To him, my grandfather was non-human. He was just a soulless being to throw aside as Talaat Pasha sought destructive power.
Genocide is one of the greatest ways that the Powers-That-Be dehumanize children of God. However, the process doesn’t begin with the orders to massacre an entire ethnic group. Dehumanization occurs every day in front of our eyes – and sometimes through the words we say or the systems we support. It starts with the small comments, the ways people turn their heads when their neighbors are being treated unfairly, the ways that some are arrested for non-issues while others who are privileged continue to live their lives in peace.
And it escalates when the Powers-That-Be refers to ethnic groups as “animals.”
Recently, the President of the United States referred to immigrants entering the country illegally and with the intent to commit crimes as “animals.” Specifically, he said the following:
“These aren’t people. These are animals.”
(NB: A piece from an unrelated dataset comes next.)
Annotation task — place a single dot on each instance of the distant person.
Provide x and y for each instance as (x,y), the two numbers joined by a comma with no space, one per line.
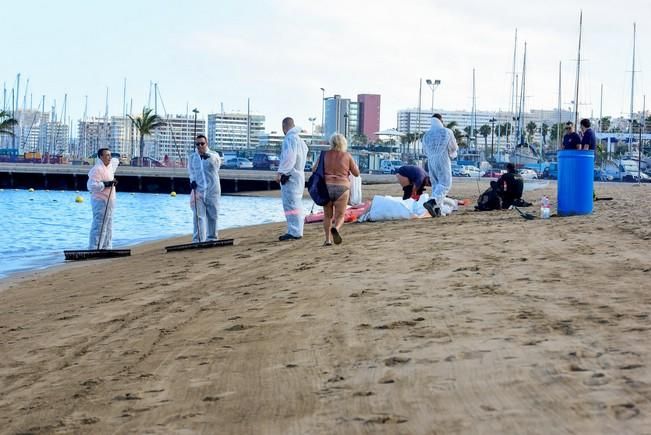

Some say that the President was referring only to a specific group of people (MS-13) known for their violent and extensive crime crossing over the border. Yet through such comments, people of one specific ethnicity or from a region end up stereotyped as criminals. And there is little reason why we should call anyone by a derogatory term or non-human being. Even people who commit crimes are fully human, children of God, and made in the Image of God. Whether they became criminals from something internally evil, mental health issues, or as a mechanism to survive, they are human beings and should be treated as such.
Unfortunately this isn’t the first time the President has degraded groups of people or individuals by robbing them of their humanity. They were from a “s**thole country”. They were assumed to be rapists. Their body parts were up for grabs because they were women. They were a journalist with disabilities with whom the leader disagreed. This is a disturbing and continuing trend of dehumanization.
While the dehumanization from the leader of the United States appears extensive, there is dehumanization occurring each day across the country and world.
Even by people who we wouldn’t expect to stereotype. Even by Jesus.
Jesus distanced himself from a woman who was from another origin. Mark 7:27-29 notes the following:
“(Jesus) said to her, ‘Let the children be fed first, for it is not fair to take the children’s food and throw it to the dogs.’ But she answered him, ‘Sir, even the dogs under the table eat the children’s crumbs.’ Then he said to her, ‘For saying that, you may go—the demon has left your daughter.’” (NRSV)
But the major difference between Jesus and others is that Jesus recognized his bias and worked to correct it immediately.
And that needs to be our goal – to be like Jesus in the way we repent and to recognize our biases and how they affect our behavior. Unfortunately, we are all a part of the dehumanization process of God’s children.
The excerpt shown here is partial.